Many winter garden birds are extras to our resident species: blackbirds and song thrushes, robins and starlings in our gardens are all augmented by visitors from abroad, from Scandinavia and as far east as Siberia. With them come birds that are special to winter, like the two winter thrushes: redwings, slightly smaller than a song thrush and with an orange flash on its flanks, and the larger fieldfare, elegant in grey and brown, and often in large noisy flocks. Redwings will come to gardens, taking yew berries but happy also to sample chopped up apples - why not leave a few on your lawn? Fieldfares are more typical of open fields, especially where a field has been newly manured, with plenty of worms and insects to find.

A colourful and unusual visitor is the waxwing, more likely to be found on the eastern side of the country, but occurring anywhere in harder weather. They love berries, and can often be found in such places as supermarket car parks, where berry-bearing bushes have often been planted. Finches flock together in the winter, the flock giving a better chance to find food and some protection for each individual bird from predators. Winter visitors like bramblings will join our native finches; this is a finch closely related to the chaffinch, but more robust-looking and with a distinctive white rump visible as it flies. Siskins and redpolls move down from wilder areas into our gardens, where they often flock with goldfinches. The male siskin, about the size of a blue tit, is an attractive bird in yellow and green with a black cap. 

One summer warbler, the blackcap, has started to be seen in Britain through the winter, visiting bird tables.
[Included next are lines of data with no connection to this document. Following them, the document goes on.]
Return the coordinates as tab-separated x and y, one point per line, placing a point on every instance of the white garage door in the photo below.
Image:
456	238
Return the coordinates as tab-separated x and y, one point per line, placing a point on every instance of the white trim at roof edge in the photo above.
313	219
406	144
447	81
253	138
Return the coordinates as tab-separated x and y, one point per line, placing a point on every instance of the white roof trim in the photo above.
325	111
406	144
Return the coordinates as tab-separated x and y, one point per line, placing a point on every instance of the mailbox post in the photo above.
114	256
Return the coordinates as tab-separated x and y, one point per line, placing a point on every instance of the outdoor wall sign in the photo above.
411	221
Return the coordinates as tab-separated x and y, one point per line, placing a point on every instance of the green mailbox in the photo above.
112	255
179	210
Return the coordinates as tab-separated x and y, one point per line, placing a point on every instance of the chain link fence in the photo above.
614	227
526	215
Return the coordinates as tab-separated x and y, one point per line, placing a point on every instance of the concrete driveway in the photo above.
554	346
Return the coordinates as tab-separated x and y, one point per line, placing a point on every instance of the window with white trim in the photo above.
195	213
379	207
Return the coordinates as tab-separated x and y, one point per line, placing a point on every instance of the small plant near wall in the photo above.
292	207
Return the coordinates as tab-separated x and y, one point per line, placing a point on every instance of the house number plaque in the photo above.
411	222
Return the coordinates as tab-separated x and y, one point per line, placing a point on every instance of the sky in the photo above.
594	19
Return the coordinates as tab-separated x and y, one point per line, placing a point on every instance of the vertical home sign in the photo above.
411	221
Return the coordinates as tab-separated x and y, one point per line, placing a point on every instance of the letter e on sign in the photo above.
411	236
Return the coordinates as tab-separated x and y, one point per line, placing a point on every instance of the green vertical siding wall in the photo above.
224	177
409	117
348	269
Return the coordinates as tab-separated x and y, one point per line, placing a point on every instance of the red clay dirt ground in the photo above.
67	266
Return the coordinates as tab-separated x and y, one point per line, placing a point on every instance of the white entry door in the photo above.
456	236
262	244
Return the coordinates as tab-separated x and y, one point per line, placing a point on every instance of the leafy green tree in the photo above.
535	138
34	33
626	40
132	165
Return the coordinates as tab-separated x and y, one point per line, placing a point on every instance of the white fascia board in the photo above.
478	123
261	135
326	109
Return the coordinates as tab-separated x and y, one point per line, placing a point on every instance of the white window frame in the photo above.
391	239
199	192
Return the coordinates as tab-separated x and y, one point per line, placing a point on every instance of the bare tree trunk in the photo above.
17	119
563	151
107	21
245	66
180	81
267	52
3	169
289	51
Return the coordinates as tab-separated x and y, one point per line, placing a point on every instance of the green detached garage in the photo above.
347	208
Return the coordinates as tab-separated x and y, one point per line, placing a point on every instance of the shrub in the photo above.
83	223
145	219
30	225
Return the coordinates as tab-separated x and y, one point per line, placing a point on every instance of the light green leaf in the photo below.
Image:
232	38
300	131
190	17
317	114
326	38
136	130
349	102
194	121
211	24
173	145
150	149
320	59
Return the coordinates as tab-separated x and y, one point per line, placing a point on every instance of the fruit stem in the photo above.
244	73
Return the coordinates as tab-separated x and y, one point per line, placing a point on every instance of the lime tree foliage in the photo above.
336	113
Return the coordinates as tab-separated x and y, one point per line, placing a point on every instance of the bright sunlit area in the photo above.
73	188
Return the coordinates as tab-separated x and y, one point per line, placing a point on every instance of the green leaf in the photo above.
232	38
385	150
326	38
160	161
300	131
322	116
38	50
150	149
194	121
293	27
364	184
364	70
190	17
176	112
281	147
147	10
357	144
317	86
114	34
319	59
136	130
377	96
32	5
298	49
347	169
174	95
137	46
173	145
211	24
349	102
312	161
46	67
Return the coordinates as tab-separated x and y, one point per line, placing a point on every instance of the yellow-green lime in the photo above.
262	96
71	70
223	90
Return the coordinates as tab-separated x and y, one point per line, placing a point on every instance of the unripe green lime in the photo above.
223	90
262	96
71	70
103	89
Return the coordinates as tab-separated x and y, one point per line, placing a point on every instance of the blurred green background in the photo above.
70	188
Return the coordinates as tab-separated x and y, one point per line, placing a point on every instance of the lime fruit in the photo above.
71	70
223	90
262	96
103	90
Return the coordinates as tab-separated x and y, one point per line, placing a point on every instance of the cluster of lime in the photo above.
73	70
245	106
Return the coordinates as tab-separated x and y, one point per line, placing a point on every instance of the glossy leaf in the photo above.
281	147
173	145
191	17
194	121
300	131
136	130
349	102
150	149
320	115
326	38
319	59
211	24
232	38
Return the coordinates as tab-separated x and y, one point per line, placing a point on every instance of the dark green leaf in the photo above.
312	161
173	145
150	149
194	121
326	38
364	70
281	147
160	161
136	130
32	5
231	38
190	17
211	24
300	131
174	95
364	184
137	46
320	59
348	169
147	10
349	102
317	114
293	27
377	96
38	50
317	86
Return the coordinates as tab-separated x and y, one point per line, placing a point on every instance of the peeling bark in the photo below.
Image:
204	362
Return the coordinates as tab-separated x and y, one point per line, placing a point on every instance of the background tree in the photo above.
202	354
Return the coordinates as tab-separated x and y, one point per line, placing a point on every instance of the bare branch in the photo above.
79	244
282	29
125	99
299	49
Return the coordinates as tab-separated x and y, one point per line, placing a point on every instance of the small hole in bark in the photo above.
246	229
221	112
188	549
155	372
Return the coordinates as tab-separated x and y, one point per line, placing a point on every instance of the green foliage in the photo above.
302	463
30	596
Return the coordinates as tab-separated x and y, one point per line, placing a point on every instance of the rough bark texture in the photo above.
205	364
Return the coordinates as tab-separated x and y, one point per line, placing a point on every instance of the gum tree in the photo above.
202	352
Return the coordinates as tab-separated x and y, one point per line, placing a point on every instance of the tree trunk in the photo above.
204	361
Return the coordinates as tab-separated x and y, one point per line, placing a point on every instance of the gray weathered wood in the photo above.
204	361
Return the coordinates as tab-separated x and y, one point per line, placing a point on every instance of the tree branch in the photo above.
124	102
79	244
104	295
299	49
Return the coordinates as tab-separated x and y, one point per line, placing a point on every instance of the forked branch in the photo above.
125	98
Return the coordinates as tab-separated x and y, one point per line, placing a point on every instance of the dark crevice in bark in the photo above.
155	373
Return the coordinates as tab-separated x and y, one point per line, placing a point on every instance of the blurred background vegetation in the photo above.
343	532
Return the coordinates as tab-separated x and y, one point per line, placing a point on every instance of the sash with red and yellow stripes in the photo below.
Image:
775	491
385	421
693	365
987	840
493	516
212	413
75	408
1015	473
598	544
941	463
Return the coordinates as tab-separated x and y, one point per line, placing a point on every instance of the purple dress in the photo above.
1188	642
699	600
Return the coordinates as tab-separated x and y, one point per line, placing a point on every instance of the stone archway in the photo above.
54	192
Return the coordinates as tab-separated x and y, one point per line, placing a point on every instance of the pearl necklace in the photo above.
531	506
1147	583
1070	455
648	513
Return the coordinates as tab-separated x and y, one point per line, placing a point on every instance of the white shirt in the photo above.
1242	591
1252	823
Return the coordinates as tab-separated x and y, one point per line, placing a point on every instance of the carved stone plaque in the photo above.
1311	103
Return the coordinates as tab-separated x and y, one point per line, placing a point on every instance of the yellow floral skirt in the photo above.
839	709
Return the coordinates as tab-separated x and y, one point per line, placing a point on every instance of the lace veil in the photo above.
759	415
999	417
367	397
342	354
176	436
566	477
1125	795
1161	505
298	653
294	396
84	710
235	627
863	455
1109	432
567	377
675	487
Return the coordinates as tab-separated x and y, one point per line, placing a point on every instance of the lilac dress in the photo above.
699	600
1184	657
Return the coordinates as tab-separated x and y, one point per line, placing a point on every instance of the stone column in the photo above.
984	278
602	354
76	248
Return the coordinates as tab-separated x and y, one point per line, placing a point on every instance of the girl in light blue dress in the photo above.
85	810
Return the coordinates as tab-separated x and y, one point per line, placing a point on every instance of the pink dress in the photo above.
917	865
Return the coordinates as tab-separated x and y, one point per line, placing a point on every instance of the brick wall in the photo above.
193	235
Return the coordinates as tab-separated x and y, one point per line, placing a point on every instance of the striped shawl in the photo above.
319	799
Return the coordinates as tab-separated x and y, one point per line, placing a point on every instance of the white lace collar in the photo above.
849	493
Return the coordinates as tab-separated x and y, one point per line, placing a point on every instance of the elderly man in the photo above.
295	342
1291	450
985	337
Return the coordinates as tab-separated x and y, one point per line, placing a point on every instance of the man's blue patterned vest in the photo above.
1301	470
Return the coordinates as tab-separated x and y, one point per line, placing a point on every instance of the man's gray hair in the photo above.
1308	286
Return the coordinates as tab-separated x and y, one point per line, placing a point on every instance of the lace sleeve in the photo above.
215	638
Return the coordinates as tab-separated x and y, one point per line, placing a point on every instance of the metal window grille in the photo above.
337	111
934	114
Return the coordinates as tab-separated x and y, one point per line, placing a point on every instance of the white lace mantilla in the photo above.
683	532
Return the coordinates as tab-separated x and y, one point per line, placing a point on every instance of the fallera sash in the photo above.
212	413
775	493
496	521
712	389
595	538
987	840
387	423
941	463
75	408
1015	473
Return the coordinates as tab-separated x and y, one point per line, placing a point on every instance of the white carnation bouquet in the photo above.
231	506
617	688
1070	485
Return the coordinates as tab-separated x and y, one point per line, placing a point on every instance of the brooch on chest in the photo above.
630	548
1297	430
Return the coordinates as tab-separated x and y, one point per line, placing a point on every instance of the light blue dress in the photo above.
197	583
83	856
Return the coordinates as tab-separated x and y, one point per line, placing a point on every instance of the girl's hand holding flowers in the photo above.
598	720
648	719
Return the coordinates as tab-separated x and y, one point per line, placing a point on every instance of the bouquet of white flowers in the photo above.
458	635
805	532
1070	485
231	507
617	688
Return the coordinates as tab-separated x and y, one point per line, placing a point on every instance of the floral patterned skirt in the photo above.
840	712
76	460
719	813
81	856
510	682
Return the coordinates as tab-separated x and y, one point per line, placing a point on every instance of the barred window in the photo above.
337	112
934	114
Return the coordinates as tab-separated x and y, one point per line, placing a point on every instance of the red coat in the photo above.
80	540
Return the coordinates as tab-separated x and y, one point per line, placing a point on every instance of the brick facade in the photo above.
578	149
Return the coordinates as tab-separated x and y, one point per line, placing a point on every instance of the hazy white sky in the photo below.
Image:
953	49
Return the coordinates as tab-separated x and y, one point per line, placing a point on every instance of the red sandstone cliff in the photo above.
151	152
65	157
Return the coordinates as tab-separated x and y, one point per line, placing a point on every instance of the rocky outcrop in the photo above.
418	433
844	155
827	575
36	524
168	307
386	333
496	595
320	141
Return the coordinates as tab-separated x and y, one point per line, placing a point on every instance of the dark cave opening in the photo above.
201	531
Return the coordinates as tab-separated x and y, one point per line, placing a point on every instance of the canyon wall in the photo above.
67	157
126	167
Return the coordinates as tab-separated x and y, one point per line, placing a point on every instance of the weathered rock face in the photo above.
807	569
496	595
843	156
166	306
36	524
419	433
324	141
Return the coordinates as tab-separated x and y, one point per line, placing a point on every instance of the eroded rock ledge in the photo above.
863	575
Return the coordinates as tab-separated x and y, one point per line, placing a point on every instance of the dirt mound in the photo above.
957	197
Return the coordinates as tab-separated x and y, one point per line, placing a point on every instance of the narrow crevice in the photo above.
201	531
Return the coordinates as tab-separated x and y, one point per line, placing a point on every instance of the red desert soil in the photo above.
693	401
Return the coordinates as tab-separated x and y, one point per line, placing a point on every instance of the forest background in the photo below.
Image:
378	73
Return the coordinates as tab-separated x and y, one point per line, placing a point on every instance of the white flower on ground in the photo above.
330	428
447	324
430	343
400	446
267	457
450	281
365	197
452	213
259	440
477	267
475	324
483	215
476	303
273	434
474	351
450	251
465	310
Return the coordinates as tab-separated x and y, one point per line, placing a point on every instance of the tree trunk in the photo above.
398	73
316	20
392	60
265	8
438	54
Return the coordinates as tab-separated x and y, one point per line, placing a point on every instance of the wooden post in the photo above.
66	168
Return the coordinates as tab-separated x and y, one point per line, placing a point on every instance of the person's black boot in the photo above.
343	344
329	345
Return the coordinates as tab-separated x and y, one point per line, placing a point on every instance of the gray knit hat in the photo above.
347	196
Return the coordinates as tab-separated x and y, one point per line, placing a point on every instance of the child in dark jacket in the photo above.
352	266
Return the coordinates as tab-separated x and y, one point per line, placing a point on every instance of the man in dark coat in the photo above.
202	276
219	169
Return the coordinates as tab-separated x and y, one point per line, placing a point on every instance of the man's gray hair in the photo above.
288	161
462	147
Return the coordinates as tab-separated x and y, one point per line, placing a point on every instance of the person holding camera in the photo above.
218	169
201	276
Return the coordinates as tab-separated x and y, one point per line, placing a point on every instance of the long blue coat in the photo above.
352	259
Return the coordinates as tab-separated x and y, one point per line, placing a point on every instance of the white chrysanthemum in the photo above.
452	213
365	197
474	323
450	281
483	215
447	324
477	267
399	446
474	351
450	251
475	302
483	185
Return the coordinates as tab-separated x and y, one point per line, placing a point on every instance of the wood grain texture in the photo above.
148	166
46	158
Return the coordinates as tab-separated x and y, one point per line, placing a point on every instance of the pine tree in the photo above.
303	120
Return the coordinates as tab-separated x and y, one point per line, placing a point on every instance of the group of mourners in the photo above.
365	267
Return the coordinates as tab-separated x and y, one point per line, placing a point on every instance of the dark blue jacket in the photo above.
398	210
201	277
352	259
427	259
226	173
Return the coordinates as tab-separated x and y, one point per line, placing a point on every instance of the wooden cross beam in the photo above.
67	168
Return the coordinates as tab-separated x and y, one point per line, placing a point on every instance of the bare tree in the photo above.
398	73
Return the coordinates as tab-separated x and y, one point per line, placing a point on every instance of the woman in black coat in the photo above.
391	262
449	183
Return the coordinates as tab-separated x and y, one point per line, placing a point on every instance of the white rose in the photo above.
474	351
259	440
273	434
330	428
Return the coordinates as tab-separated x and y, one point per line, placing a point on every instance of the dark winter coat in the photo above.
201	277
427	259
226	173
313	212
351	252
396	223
These may well not be the birds that were here in the summer, but continental birds coming in. The male is easy to identify with its black cap,  while the female has a brown cap.  Our smallest British bird, the goldcrest, will also move into gardens in winter, from the conifer plantations that are its preferred habitat, to join tits in feeding from suet balls. Its close relative the firecrest is a winter visitor, but not I think to be found this far north.